Plaza 25 de Mayo ("May 25 Square"; /es/) is a plaza (urban square) in Rosario, province of Santa Fe, Argentina. It is Rosario's civic center, and the core of the original settlement. Its name alludes to the date (25 May 1810) of the May Revolution, which led to the establishment of the first local Argentine government in Buenos Aires. Before 1852, when this name was adopted, it was simply called Plaza Principal ("Main Square").

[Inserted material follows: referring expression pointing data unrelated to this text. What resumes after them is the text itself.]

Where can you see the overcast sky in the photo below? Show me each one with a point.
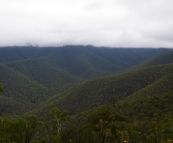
(113, 23)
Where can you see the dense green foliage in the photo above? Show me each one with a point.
(138, 108)
(32, 75)
(111, 89)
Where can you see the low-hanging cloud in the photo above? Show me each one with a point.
(114, 23)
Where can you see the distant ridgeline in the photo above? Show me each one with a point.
(31, 75)
(86, 94)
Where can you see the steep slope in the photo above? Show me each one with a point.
(21, 88)
(108, 90)
(55, 79)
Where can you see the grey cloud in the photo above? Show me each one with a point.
(115, 23)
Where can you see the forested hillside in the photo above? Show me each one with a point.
(83, 95)
(31, 75)
(111, 89)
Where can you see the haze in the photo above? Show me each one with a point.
(113, 23)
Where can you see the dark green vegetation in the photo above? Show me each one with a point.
(138, 103)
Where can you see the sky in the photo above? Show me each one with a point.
(111, 23)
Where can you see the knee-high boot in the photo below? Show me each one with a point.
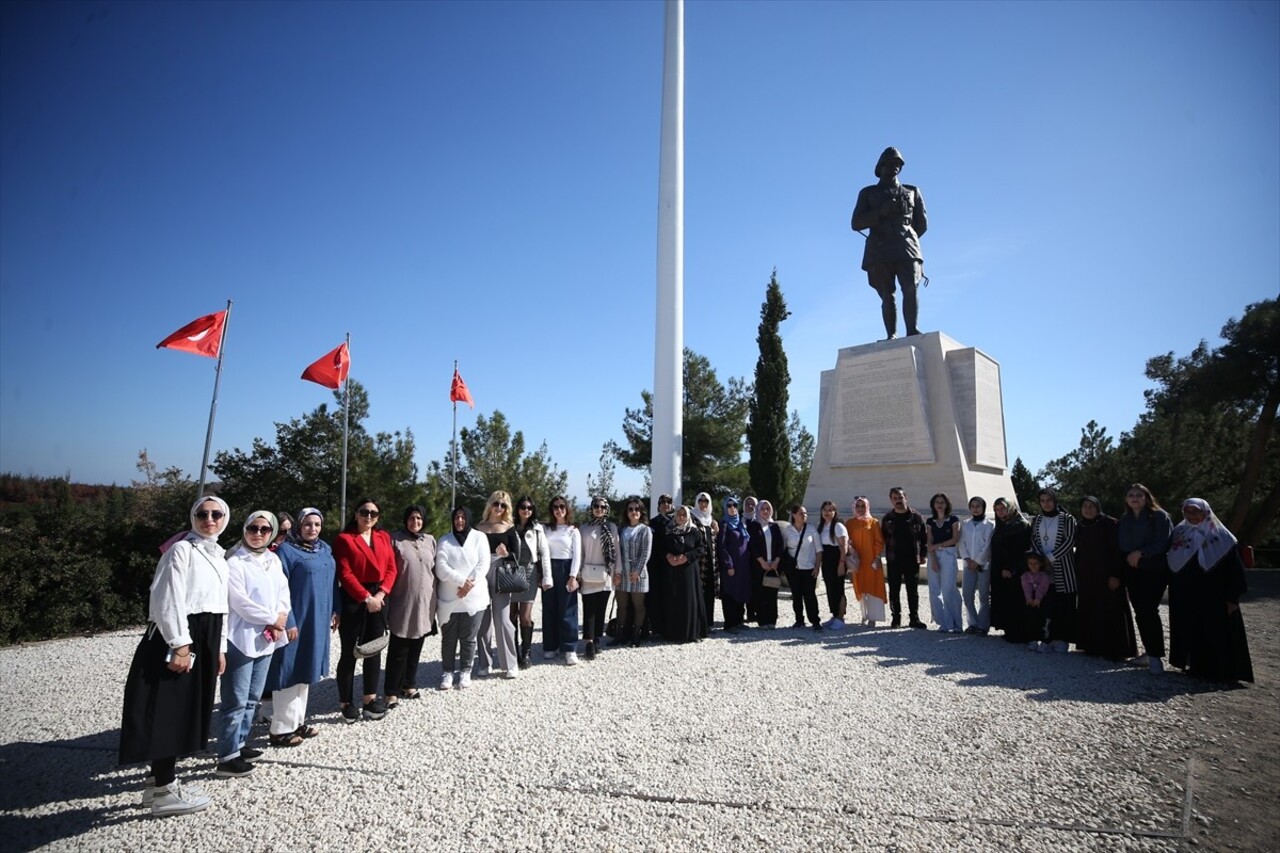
(526, 639)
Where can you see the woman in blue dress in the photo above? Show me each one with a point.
(310, 568)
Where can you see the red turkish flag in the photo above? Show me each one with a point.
(458, 392)
(202, 337)
(329, 370)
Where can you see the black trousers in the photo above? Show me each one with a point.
(350, 630)
(833, 580)
(593, 616)
(804, 594)
(1147, 584)
(402, 660)
(900, 574)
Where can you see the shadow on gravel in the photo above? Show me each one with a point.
(37, 774)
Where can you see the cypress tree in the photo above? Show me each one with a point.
(769, 466)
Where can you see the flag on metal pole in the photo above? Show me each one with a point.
(204, 337)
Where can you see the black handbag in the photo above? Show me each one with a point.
(511, 576)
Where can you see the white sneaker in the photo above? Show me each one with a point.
(176, 799)
(149, 792)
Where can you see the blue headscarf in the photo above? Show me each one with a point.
(732, 521)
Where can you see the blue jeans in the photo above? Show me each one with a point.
(560, 611)
(242, 689)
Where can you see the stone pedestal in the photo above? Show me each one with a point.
(923, 413)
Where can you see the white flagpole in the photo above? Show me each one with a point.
(453, 445)
(346, 424)
(668, 369)
(213, 404)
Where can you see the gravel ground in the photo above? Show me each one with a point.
(871, 739)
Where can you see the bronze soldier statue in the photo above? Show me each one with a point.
(895, 214)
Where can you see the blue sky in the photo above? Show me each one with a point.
(478, 181)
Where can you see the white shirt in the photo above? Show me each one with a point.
(976, 541)
(257, 593)
(804, 546)
(566, 543)
(455, 564)
(191, 578)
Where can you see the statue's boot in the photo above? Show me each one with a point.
(890, 313)
(910, 310)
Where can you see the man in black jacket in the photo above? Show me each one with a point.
(904, 552)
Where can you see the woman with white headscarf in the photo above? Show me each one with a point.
(259, 603)
(708, 527)
(310, 568)
(169, 693)
(1207, 579)
(682, 550)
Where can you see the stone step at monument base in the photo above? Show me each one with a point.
(923, 413)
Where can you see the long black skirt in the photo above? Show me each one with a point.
(167, 714)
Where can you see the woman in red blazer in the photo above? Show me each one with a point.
(366, 570)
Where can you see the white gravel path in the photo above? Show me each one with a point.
(777, 740)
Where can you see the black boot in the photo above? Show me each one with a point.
(910, 309)
(526, 639)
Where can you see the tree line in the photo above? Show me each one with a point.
(81, 559)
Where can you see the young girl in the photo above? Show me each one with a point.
(1036, 588)
(944, 534)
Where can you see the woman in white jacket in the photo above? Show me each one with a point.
(462, 591)
(169, 693)
(976, 564)
(259, 603)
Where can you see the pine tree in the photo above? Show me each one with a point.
(771, 466)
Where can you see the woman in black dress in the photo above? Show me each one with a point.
(684, 546)
(169, 693)
(1207, 579)
(1104, 625)
(1010, 542)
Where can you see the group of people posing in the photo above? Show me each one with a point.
(259, 615)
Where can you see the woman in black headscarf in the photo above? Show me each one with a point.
(1104, 621)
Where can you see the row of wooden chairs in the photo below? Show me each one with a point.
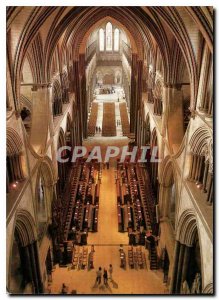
(124, 118)
(93, 119)
(136, 258)
(109, 122)
(70, 205)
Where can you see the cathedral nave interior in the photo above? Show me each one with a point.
(124, 79)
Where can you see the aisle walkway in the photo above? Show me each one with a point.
(108, 220)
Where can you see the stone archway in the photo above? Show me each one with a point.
(44, 194)
(24, 274)
(168, 192)
(187, 269)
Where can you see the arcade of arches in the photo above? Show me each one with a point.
(110, 76)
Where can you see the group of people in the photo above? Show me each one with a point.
(98, 129)
(104, 274)
(118, 122)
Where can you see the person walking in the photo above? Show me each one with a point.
(105, 276)
(110, 272)
(99, 275)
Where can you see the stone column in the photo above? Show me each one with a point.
(205, 177)
(210, 190)
(180, 267)
(175, 268)
(185, 263)
(133, 93)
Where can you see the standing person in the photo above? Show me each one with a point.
(99, 275)
(105, 276)
(110, 272)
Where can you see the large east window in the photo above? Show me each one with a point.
(116, 39)
(101, 39)
(109, 33)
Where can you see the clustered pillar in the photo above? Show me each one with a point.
(201, 175)
(181, 267)
(14, 169)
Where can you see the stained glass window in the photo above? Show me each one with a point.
(109, 36)
(116, 39)
(101, 39)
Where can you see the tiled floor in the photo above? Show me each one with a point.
(106, 241)
(128, 281)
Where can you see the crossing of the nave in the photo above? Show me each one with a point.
(81, 81)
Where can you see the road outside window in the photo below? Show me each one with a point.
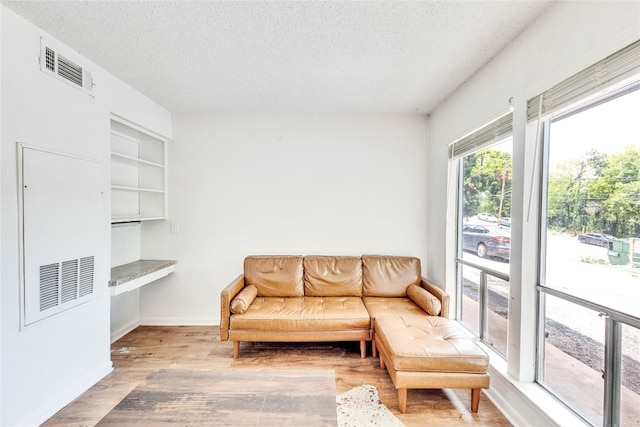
(593, 252)
(485, 243)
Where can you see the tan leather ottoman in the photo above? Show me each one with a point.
(429, 352)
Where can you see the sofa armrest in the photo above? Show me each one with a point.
(226, 296)
(438, 293)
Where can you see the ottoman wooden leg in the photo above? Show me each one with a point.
(475, 399)
(236, 349)
(402, 400)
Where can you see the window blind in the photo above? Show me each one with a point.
(612, 70)
(487, 135)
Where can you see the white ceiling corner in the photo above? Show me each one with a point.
(290, 57)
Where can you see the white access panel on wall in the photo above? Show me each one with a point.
(63, 223)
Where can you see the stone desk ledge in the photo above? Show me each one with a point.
(127, 277)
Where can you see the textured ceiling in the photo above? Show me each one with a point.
(314, 57)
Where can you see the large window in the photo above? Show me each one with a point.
(484, 232)
(589, 341)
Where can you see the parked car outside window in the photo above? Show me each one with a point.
(598, 239)
(483, 216)
(487, 241)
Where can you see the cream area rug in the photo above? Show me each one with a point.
(361, 407)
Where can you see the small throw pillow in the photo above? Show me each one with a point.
(243, 300)
(424, 299)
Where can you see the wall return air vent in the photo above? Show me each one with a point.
(55, 64)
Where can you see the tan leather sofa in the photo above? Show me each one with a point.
(383, 299)
(316, 298)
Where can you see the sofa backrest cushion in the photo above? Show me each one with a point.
(332, 276)
(389, 276)
(275, 275)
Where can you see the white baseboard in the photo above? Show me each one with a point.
(62, 399)
(116, 335)
(179, 321)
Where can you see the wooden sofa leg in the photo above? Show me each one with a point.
(236, 349)
(475, 399)
(402, 400)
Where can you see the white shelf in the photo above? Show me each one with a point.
(125, 188)
(134, 160)
(127, 277)
(138, 173)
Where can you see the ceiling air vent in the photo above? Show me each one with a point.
(63, 68)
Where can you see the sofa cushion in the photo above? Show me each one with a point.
(389, 276)
(332, 276)
(243, 300)
(424, 299)
(382, 306)
(303, 314)
(280, 276)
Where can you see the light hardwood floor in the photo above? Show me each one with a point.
(150, 348)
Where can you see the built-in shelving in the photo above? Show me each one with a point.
(138, 173)
(130, 276)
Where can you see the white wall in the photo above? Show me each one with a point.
(282, 184)
(567, 38)
(46, 365)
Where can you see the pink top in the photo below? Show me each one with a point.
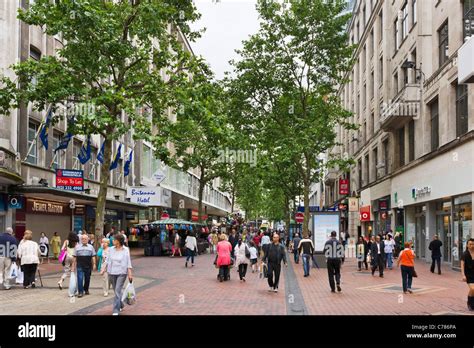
(224, 248)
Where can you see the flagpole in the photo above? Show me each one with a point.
(37, 133)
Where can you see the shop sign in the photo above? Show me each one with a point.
(418, 192)
(148, 195)
(353, 204)
(365, 213)
(46, 207)
(343, 186)
(70, 180)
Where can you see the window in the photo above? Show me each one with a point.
(413, 12)
(401, 146)
(461, 110)
(443, 39)
(434, 109)
(404, 20)
(411, 140)
(59, 156)
(385, 155)
(395, 35)
(32, 143)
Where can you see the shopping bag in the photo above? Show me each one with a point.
(129, 296)
(72, 284)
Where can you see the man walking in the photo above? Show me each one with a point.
(296, 243)
(84, 262)
(435, 247)
(8, 247)
(334, 251)
(377, 253)
(306, 249)
(274, 254)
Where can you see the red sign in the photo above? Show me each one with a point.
(299, 217)
(365, 213)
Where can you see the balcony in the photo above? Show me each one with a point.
(9, 167)
(405, 107)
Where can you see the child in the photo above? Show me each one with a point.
(253, 256)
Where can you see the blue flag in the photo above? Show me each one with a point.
(85, 152)
(100, 155)
(126, 169)
(114, 164)
(45, 128)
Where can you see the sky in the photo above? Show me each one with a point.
(228, 22)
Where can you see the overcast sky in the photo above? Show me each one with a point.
(227, 23)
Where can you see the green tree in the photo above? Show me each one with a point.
(289, 73)
(119, 56)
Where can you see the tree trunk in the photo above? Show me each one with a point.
(101, 198)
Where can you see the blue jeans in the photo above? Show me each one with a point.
(297, 256)
(306, 263)
(407, 277)
(190, 255)
(389, 260)
(83, 279)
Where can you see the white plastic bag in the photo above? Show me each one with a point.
(72, 284)
(129, 296)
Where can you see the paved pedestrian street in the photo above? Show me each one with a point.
(166, 287)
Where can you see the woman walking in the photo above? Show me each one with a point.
(241, 260)
(102, 254)
(191, 249)
(406, 261)
(467, 270)
(56, 245)
(29, 253)
(68, 245)
(119, 266)
(224, 250)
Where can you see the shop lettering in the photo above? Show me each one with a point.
(43, 207)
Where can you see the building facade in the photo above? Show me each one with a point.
(414, 148)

Plaza 25 de Mayo is located on the eastern edge of the present-day downtown area, not far from the Paraná River, and occupies the block defined by Santa Fe St., Buenos Aires St., Laprida St. and Córdoba St. East of the plaza lie the seat of the executive branch of Rosario's municipal government, called Palacio de los Leones, and the Basilica Cathedral of Our Lady of the Rosary, seat of the Archdiocese of Rosario. These buildings are separated by a pedestrian passage called Pasaje Juramento, leading to the National Flag Memorial. The Memorial's propylaeum and stone tower can thus be clearly seen from the plaza.

At the center of the plaza there is a monumental column dedicated to national freedom (Columna à la Libertad), with a statue representing Liberty standing on top, and surrounded by the statues of national heroes José de San Martín and Manuel Belgrano, journalist and independence activist Mariano Moreno, and first Argentine president Bernardino Rivadavia. The monument, which dates from 1883, was sculpted by Alejandro Biggi in Carrara marble. Prior to that, since 25 May 1855, its place was occupied by Argentina's first monument to the national constitution of 1853.

==Mothers of the Plaza 25 de Mayo==

Every Thursday, the Mothers of the Plaza 25 de Mayo, a human rights group named for the plaza, demonstrates in the Plaza 25 de Mayo to call for justice for their children and other victims of forced disappearances during the Dirty War from Santa Fe Province.